México ha sufrido tres gravísimos problemas a lo largo de su historia: la desigualdad, la corrupción y la violencia. Nombrados de muy distintas formas y rodeados de muy variadas interpretaciones, esos tres males no sólo han subsistido sino que se han profundizado con el paso de los años, hasta el punto en que, al despertar el 2022, vivimos ya en uno de los países más desiguales, más corruptos y más violentos del planeta. Desearía con toda el alma que esta afirmación fuera exagerada, pero es cierta.
Nadie en su sano juicio —y de buena fe— debería dudar sobre la necesidad imperativa de hacerles frente de manera colectiva, reconociendo sus causas y los vínculos perversos que hay entre esas tres patologías que, literalmente, están matando. Nadie debería resignarse ante la evidencia que nos ha puesto, ya, en los peores sitios comparados.
Empero, mucho me temo que esos problemas seguirán creciendo, mientras el gobierno mexicano siga combatiendo solamente sus efectos y doliéndose en voz alta de quienes los han causado, en vez de convocar a erradicar las causas. He aquí el defecto más profundo del sexenio en curso: que en vez de enfrentar esos males que han lastrado a México, el gobierno ha preferido (acaso) mitigarlos y buscar culpables. Se ha equivocado de manera garrafal confundiendo la raíz de los problemas públicos con las personas que se han beneficiado de ellos.
Quizás de buena fe (quizás) ha optado por estigmatizar a quienes obtienen más ingresos y por repartir poquito a quienes necesitan todo, en vez de redistribuir ingresos desde su creación, generar empleos, cobrarle más impuestos a quienes concentran la riqueza, establecer una política fiscal realmente progresiva y garantizar derechos para los más débiles. Al estilo Robin Hood, en cambio, ha creído que la riqueza es una bolsa de oro que debe arrebatársele a los ricos para repartirla entre los pobres, y ya. Ha confundido el fenómeno de la pobreza con las extravagancias de los ricos y ha creído que se trata de un asunto de reparto y no de crecimiento y redistribución de ingresos, desde el origen (y mientras escribo, me doy cuenta de que ni siquiera han entendido la diferencia entre el dinero y el ingreso).
Lo mismo ha sucedido con la corrupción: siguen pescando peces gordos obsesivamente, sin modificar las aguas turbias donde crecen; siguen confundiendo impunidad con corrupción; y siguen sin escuchar siquiera que, mientras siga vigente la apropiación constante de lo público para fines políticos y/o financieros, la corrupción seguirá vigente.

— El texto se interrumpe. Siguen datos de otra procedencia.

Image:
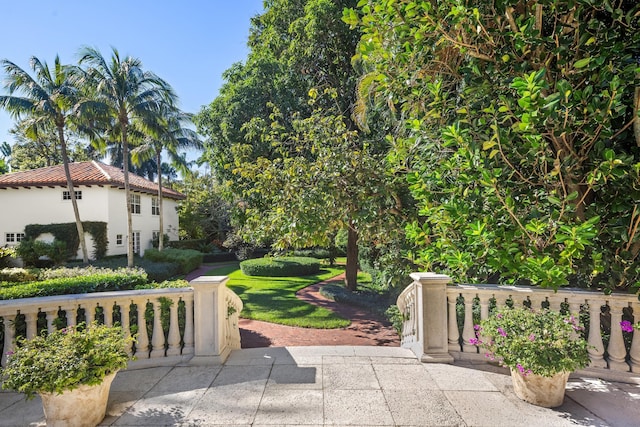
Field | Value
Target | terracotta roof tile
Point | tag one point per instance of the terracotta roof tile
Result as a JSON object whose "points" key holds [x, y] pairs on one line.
{"points": [[82, 173]]}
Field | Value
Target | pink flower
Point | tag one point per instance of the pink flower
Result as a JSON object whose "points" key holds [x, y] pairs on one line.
{"points": [[626, 326]]}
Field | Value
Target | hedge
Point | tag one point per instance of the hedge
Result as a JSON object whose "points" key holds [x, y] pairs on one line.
{"points": [[281, 266], [101, 282], [188, 259]]}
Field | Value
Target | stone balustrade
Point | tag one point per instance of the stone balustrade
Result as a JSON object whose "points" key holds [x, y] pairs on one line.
{"points": [[197, 324], [439, 318]]}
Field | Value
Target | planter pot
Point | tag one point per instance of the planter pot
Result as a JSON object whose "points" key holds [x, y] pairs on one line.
{"points": [[538, 390], [83, 406]]}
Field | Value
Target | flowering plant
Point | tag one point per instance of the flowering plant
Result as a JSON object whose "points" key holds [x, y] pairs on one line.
{"points": [[65, 359], [540, 342]]}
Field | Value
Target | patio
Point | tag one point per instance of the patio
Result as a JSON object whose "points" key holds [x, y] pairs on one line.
{"points": [[339, 385]]}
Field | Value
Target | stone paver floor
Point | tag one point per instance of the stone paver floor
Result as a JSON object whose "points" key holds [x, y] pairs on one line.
{"points": [[338, 386]]}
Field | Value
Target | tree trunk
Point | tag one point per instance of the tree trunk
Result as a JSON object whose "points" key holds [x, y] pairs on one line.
{"points": [[72, 195], [351, 270], [161, 218], [125, 169]]}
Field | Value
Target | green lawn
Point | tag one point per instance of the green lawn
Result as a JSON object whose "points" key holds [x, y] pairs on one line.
{"points": [[273, 299]]}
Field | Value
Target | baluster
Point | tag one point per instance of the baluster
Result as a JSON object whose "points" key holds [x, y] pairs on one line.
{"points": [[89, 314], [125, 321], [174, 331], [635, 342], [188, 325], [596, 347], [107, 311], [574, 310], [51, 316], [555, 303], [72, 313], [454, 334], [31, 319], [616, 350], [467, 330], [157, 340], [142, 341], [9, 336]]}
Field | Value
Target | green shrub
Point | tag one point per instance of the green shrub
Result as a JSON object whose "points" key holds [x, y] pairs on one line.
{"points": [[161, 271], [313, 253], [167, 284], [187, 259], [195, 244], [122, 279], [281, 267], [16, 275], [6, 253]]}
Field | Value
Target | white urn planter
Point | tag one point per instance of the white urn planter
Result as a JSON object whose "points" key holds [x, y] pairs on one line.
{"points": [[538, 390], [82, 406]]}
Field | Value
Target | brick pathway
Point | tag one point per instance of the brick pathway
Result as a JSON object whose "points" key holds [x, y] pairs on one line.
{"points": [[365, 328]]}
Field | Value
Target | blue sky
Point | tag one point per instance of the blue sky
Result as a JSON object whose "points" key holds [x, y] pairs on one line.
{"points": [[189, 43]]}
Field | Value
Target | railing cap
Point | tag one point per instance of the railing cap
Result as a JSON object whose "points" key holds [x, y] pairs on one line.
{"points": [[430, 278], [204, 281]]}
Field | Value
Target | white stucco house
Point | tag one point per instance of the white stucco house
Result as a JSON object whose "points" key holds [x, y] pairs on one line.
{"points": [[40, 196]]}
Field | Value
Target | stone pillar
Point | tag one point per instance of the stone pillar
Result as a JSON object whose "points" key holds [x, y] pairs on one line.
{"points": [[432, 315], [209, 315]]}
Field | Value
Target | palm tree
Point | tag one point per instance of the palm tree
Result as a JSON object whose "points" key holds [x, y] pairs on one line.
{"points": [[49, 99], [128, 95], [169, 135]]}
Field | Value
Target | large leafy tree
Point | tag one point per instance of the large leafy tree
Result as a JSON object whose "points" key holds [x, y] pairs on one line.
{"points": [[127, 94], [518, 123], [297, 47], [171, 135], [50, 100]]}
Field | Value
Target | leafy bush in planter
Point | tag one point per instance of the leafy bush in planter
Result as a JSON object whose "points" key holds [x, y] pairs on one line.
{"points": [[187, 259], [281, 266], [66, 359]]}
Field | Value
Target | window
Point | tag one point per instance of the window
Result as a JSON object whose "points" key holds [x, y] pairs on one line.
{"points": [[155, 206], [135, 203], [67, 196], [13, 237]]}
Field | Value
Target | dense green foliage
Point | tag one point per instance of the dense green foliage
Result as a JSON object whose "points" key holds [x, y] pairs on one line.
{"points": [[542, 342], [187, 259], [103, 281], [65, 359], [16, 275], [516, 125], [280, 266], [273, 299], [281, 137]]}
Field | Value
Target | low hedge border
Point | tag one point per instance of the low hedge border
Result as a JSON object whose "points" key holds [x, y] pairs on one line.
{"points": [[101, 282], [187, 259], [281, 266]]}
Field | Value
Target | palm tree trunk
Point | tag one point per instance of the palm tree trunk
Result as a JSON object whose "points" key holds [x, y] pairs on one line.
{"points": [[125, 169], [351, 270], [161, 218], [72, 194]]}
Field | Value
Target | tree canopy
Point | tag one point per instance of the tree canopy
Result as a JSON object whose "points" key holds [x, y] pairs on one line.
{"points": [[517, 125]]}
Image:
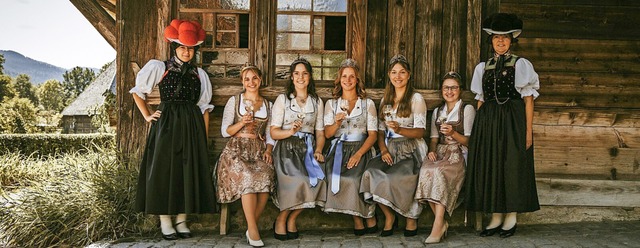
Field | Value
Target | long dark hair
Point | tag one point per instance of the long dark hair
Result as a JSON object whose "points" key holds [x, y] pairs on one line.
{"points": [[337, 89], [311, 88], [404, 106]]}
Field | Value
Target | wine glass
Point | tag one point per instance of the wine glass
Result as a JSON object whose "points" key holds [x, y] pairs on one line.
{"points": [[344, 106], [248, 106]]}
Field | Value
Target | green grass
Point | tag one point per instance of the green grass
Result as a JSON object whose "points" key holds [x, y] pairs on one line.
{"points": [[68, 200]]}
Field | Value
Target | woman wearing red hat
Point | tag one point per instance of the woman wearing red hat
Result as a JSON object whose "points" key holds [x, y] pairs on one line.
{"points": [[174, 173], [500, 175]]}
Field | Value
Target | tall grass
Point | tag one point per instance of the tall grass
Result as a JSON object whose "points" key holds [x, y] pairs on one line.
{"points": [[70, 200]]}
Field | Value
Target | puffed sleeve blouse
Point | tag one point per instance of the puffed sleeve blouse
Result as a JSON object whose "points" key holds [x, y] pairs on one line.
{"points": [[151, 74], [284, 115], [417, 119], [371, 115], [526, 79], [229, 113]]}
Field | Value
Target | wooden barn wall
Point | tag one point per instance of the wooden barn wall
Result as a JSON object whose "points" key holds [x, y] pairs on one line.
{"points": [[587, 54], [587, 119]]}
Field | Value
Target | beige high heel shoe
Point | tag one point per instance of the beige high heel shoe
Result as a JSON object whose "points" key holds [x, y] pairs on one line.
{"points": [[434, 240]]}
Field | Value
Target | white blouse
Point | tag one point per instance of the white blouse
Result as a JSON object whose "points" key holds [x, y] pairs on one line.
{"points": [[283, 115], [526, 80], [151, 74], [356, 124], [452, 116], [417, 119], [229, 113]]}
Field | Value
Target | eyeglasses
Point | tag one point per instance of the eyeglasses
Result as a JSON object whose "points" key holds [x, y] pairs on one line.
{"points": [[450, 88]]}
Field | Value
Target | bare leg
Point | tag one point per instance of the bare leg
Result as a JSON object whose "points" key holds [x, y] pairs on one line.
{"points": [[291, 222], [389, 216], [249, 202], [281, 222], [438, 224]]}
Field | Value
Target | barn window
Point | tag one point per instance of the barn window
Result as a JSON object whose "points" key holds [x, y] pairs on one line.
{"points": [[226, 47], [315, 30]]}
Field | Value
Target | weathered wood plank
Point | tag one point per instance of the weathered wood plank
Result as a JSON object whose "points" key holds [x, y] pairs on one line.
{"points": [[587, 117], [567, 192], [99, 18], [583, 136], [577, 49], [474, 35], [577, 21], [376, 59], [592, 162], [577, 2]]}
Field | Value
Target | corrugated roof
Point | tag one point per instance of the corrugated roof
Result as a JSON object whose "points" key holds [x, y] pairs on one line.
{"points": [[91, 98]]}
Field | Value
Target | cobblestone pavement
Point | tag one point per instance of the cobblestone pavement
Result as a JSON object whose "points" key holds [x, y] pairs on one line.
{"points": [[600, 234]]}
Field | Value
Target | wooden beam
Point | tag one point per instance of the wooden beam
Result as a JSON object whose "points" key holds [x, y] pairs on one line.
{"points": [[602, 193], [99, 18]]}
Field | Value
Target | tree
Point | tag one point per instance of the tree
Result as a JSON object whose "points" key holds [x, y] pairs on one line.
{"points": [[24, 88], [51, 95], [7, 90], [17, 115], [1, 64], [104, 67], [76, 80]]}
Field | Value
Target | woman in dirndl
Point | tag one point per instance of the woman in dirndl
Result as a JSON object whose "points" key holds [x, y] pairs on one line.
{"points": [[351, 122], [298, 127], [442, 173], [175, 178], [244, 170], [391, 178], [500, 175]]}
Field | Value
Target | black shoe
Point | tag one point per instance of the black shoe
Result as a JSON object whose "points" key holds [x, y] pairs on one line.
{"points": [[410, 233], [292, 235], [508, 233], [373, 229], [489, 232], [172, 236], [281, 237], [184, 235]]}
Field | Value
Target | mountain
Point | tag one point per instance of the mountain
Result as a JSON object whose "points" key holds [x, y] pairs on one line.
{"points": [[39, 72]]}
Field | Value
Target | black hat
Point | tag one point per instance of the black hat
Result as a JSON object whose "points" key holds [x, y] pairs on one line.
{"points": [[503, 23]]}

Creen (quizás genuinamente) que castigando a un puñado de corruptos se acabará la corrupción.
Y otro tanto ha sucedido con la inseguridad. Aunque se les ha explicado una y otra vez, no entienden que la paz no es la ausencia de violencia —ni mucho menos contenida solamente con el pueblo armado y no sólo uniformado—, sino una construcción social basada en el derecho. Les gusta citar a Juárez, sin honrarlo: el respeto al derecho es la paz. Arengar al pueblo bueno a combatir al pueblo malo mientras se adelgaza al Estado y se le incapacita para garantizar derechos —a niveles que envidiarían Reagan o Thatcher— no produce paz sino polarización y más violencia.

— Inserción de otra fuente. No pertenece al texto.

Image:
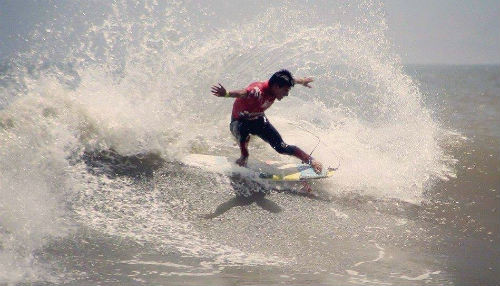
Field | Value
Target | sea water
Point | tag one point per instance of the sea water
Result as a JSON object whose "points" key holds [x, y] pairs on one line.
{"points": [[102, 102]]}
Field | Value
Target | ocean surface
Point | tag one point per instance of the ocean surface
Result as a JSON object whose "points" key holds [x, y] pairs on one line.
{"points": [[103, 101]]}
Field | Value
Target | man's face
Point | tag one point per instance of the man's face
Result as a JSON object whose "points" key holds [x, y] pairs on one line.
{"points": [[280, 92]]}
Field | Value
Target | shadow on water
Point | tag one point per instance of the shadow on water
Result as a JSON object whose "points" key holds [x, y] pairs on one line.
{"points": [[113, 164], [249, 192], [257, 198]]}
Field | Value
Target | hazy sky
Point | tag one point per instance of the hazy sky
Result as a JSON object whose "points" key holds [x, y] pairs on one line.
{"points": [[423, 31], [445, 31]]}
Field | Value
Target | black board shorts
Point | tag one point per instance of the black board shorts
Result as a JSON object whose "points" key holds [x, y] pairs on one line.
{"points": [[260, 126]]}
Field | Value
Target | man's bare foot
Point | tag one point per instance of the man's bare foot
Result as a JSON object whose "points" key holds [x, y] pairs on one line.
{"points": [[317, 166], [242, 161]]}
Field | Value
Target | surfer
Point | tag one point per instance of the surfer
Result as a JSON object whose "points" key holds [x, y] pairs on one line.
{"points": [[248, 115]]}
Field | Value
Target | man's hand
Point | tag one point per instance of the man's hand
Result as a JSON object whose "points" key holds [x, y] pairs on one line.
{"points": [[219, 90], [304, 81]]}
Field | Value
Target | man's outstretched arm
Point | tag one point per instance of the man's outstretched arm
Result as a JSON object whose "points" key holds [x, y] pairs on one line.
{"points": [[220, 91]]}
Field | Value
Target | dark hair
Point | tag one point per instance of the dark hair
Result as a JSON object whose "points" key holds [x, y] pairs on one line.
{"points": [[282, 78]]}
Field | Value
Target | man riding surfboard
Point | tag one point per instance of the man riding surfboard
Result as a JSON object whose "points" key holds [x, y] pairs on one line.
{"points": [[248, 115]]}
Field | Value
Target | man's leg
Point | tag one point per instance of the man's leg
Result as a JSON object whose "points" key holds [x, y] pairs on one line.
{"points": [[269, 134], [240, 131]]}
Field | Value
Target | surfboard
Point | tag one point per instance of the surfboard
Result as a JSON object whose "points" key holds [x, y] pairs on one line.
{"points": [[273, 171]]}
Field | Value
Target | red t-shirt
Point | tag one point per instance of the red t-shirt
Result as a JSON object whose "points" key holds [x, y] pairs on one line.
{"points": [[258, 99]]}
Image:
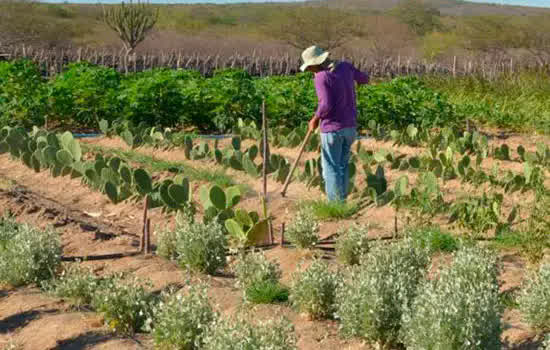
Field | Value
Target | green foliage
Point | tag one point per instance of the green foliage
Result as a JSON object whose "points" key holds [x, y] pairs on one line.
{"points": [[27, 255], [201, 247], [237, 333], [77, 284], [125, 304], [434, 239], [460, 309], [180, 320], [83, 94], [352, 244], [327, 210], [378, 292], [314, 290], [22, 94], [534, 300], [303, 231]]}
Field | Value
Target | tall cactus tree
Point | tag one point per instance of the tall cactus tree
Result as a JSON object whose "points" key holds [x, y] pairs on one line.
{"points": [[132, 22]]}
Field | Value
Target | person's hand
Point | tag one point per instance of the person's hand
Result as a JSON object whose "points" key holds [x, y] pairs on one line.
{"points": [[313, 123]]}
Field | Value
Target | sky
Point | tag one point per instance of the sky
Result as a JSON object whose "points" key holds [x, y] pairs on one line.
{"points": [[539, 3]]}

Pero da igual. A todas luces, el gobierno mexicano ha preferido ser simpático y ha optado por explicar cada problema como un asunto de personas malas que lastiman a las buenas y se ha propuesto señalar y fustigar a los malvados en vez de afrontar los males que han causado. En el mejor de los casos, al terminar este sexenio quizás se habrá consumado con éxito una purga, pero los problemas seguirán ahí, acrecidos y agravados. Y en el peor, el país acabará consolidando su ominoso liderazgo mundial en la desigualdad, la corrupción y la violencia.